Think of England

“Three.” Two had been with men. The third was enjoying a meteoric rise in the Catholic Church, which would not be helped by the photograph of his copulation with a busty young woman.

“Who in this house went to Oxford a couple of years after you? Who would know the gossip? Who’s best placed to invite these fearfully nice chaps for a spot of shooting, meet the pater?” Da Silva’s quiet tone was a vicious parody of an upper-class accent.

“You can’t mean James Armstrong.”

“Look at who they are. Think. James invites the young Turks, the ones with burgeoning careers and everything to lose. Sophie selects the ladies. Women talk, she’ll know who’s frustrated, who’s open to suggestions. They target them, they invite them, and then the footman, or her charming brother, or the bloody Prussian Ambassador beds them. It’s a family business.”

Curtis thought about that, holding the torch while da Silva went through the next drawer at speed. It held a few more photos, people he didn’t recognise, one an older man with a girl who looked no more than twelve, and then sheaves of paper. Da Silva flicked, then stopped as Curtis grabbed his hand.

“What?”

Curtis scrabbled back through the folder and found what had caught his eye. He pulled it out. A page of diagrams, bitterly familiar. He stared at it, blood pounding in his temples.

“What is it?”

Curtis licked his lips. “It’s the schema for a Lafayette rifle.” He took a deep breath, then went through the papers around it, one by one. “Architectural plans of the Lafayette factory. More specifications for guns. For—” He stopped and swallowed hard, holding out the page. “This one is the revolver I used at Jacobsdal.”

“Oh God,” da Silva said softly. “Curtis…”

“Why would Armstrong have these, locked away here? Unless—”

Those papers, in this secret cabinet of vileness, could mean only one thing. Jacobsdal had been no accident. The guns had been sabotaged in the factory. Sir Hubert Armstrong had murdered the soldiers of Curtis’s company, his men, his friends, as surely as if he had pulled the triggers himself.

The papers rattled in his hand. Da Silva took them from him, his touch gentle. “I’m sorry.”

“Armstrong betrayed us. He sent us to hell, for profit.”

“Keep your voice down.” Da Silva’s hand closed on Curtis’s shaking wrist, and he tilted the torch so both their faces were partly lit. “It is unspeakable, and I can’t imagine how angry you are, but keep quiet.”

“I’m going to kill him.” Curtis’s voice rasped in his throat.

“You’ll have to fight the hangman for the privilege. Sabotage of the British Army in time of war? He’ll swing for treason.”

“Christ.” Curtis clenched his useless, mutilated hand in its black leather sheath. “I’m in the bastard’s house. Eating his food. His guest.” He wanted to vomit up every meal he’d had here. He wanted to drag Sir Hubert out of bed and beat him to a bloody pulp.

“We’ll make him pay. I swear to you, Curtis, we’ll see him dead. Don’t lose your head now.” Da Silva held his gaze till Curtis gave a stiff nod. He kept his grip on Curtis’s wrist for a moment longer, the slim fingers a steadying contact, then let go and went back to the drawer.

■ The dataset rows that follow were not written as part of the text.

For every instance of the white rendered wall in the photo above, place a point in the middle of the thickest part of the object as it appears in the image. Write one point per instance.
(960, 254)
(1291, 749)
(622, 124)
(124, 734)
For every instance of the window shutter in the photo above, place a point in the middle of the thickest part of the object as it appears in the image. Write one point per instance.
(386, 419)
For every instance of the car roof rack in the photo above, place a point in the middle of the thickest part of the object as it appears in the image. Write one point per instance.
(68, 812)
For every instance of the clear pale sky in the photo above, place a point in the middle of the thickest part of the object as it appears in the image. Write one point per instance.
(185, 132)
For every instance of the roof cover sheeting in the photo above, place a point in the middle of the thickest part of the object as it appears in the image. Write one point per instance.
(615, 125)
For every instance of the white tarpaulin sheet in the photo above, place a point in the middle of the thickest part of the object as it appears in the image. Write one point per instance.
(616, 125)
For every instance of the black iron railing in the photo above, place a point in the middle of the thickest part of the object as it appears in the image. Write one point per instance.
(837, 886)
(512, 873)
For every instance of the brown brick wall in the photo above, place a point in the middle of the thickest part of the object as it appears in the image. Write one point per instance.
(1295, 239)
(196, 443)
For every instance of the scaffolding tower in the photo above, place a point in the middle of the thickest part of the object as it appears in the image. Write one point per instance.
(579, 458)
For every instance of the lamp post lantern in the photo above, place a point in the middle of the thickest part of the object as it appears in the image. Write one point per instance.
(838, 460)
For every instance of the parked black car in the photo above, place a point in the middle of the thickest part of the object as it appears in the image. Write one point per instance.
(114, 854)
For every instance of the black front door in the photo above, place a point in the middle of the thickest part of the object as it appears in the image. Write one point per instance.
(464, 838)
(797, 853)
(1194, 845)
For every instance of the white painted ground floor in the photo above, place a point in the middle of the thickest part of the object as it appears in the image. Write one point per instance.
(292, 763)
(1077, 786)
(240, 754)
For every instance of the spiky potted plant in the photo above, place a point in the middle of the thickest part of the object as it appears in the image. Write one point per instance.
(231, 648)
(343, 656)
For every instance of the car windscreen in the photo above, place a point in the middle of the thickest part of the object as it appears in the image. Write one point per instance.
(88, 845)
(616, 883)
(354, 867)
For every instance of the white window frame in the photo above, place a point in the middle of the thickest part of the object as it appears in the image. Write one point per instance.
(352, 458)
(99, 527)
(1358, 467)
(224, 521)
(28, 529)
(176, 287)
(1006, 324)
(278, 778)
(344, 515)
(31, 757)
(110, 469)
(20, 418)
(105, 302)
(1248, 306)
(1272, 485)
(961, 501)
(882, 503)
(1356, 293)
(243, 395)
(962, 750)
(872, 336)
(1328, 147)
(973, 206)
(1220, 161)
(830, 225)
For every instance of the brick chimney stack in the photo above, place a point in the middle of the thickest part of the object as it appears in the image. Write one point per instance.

Curtis stood still, trying to control the rage that surged through him. He had not truly believed Lafayette, had acted on his words only because inaction was impossible, but now there was no doubt. The full scale of Armstrong’s treachery unspooled in his mind: the dead men and the mutilated. George Fisher’s bewildered face. His own empty, futureless life, without the army, without the purpose and companionship that had been all he ever wanted. All of it to light Sir Hubert’s house with electricity, to keep Lady Armstrong in dresses and James in horses.

“Shit and derision.” Da Silva’s voice was quiet but very clear.

That jolted Curtis out of his trance of fury. “What is it?”

Da Silva jerked a paper at him. Curtis registered the letterhead, and For your eyes only. “That’s Foreign Office. What the devil is that doing here?”

“Ask your old college friend with the Prussian in his arse.” Da Silva’s hands were moving very fast now, flicking through typed and handwritten sheets. “Uh-oh. Tell me, as a military man, what does this look like to you?”

“Army supply-line plans.” Curtis could barely bring himself to look; they were stamped Top Secret. “What the devil—? Why does Armstrong have these?”

“Why do you think?” snapped da Silva.